Behavioural insights for better decision making

NSW
Sep 27
CEDA NSW Breakfast on the Run returns to examine decision making, behavioural insights, and the application of behavioural economics across the corporate and government sectors.

Speakers

William Mailer, Executive Manager, Behavioural Economics, Digital Guidance, Commonwealth Bank of Australia
Heather Cotching, Senior Advisor, BETA (Behavioural Economics Team) Department of Prime Minister and Cabinet

Event overview

Traditional policy makers assume people will make decisions in their own best interests.

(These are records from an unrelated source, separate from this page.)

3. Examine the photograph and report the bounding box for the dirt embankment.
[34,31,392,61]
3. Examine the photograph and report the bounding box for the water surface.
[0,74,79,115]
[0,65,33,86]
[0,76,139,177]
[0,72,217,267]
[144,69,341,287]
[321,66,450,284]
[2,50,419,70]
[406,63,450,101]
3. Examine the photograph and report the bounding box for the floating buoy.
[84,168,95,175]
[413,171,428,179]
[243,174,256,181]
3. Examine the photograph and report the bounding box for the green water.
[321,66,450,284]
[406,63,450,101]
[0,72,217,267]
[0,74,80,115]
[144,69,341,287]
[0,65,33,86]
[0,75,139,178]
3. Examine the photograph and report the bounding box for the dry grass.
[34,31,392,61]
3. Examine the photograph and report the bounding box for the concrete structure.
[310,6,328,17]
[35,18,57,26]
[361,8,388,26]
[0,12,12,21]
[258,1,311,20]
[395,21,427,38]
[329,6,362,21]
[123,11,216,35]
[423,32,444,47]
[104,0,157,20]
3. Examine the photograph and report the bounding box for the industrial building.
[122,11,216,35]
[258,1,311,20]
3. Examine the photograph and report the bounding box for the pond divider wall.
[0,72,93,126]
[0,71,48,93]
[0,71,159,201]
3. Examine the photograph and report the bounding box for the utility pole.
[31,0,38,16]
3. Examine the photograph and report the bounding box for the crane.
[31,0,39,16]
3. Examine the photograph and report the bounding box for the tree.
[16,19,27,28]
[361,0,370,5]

However, research and evidence demonstrates this isn’t always the case.

To gain traction and drive effective change, it is important to put real human behaviour at the centre of policy and program design and understand your citizen's and customer’s decision making. 

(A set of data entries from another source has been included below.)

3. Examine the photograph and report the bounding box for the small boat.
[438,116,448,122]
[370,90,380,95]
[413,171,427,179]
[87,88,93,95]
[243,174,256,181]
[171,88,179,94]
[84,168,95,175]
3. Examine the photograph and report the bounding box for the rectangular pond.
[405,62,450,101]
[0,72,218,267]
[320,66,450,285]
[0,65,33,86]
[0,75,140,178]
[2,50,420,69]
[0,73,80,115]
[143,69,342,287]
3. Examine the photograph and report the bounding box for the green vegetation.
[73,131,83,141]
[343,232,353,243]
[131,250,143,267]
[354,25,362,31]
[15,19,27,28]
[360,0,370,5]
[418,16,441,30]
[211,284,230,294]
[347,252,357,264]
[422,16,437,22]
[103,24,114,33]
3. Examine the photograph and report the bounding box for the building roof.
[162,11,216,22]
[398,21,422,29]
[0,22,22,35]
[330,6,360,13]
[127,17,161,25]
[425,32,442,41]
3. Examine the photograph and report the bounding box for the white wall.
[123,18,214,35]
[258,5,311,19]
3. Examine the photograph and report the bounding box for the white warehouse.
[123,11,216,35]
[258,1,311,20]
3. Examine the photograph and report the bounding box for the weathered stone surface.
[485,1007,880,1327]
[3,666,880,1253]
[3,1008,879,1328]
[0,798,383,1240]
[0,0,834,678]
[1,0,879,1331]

CEDA’s latest Breakfast on the Run event will examine:

  • The relationship between traditional and behavioural economics; 
  • Common behavioural biases and ways to overcome them; 
  • Leveraging the psychology of decision making to drive better customer service; and 
  • Some practical applications of how behavioural economics has improved outcomes.

Meet the speakers

William Mailer
Executive Manager, Behavioural Economics, Digital Guidance, Commonwealth Bank of Australia

William Mailer leads the CBA Behavioural Economics Team, a multi-disciplinary unit which works across the Commonwealth Bank of Australia’s business lines to improve the financial well-being of customers and communities. Prior to joining CBA, Will established and led the PwC Behavioural Economics team, an international network of practice groups providing specialist consulting services to retail, health, financial services and government sectors. Will gained his behavioural credentials from the Centre for Decision Research and Experimental Economics (CeDEx) in Nottingham, UK.

Heather Cotching
Senior Advisor, BETA (Behavioural Economics Team) Department of Prime Minister and Cabinet

Heather Cotching is a Senior Advisor in BETA (the Behavioural Economics Team of the Australian Government). BETA is the federal Government’s first central behavioural economics team, responsible for advancing the use of behavioural economics across a wide range of public policy issues. Her team is responsible for understanding the impact of behavioural biases on public policy and translating them for a government context. Heather has a degree in economics and has worked across government for more than a decade in a range of economic policy roles, including in Treasury, the Murray-Darling Basin Authority and the Department of Industry, Innovation and Science.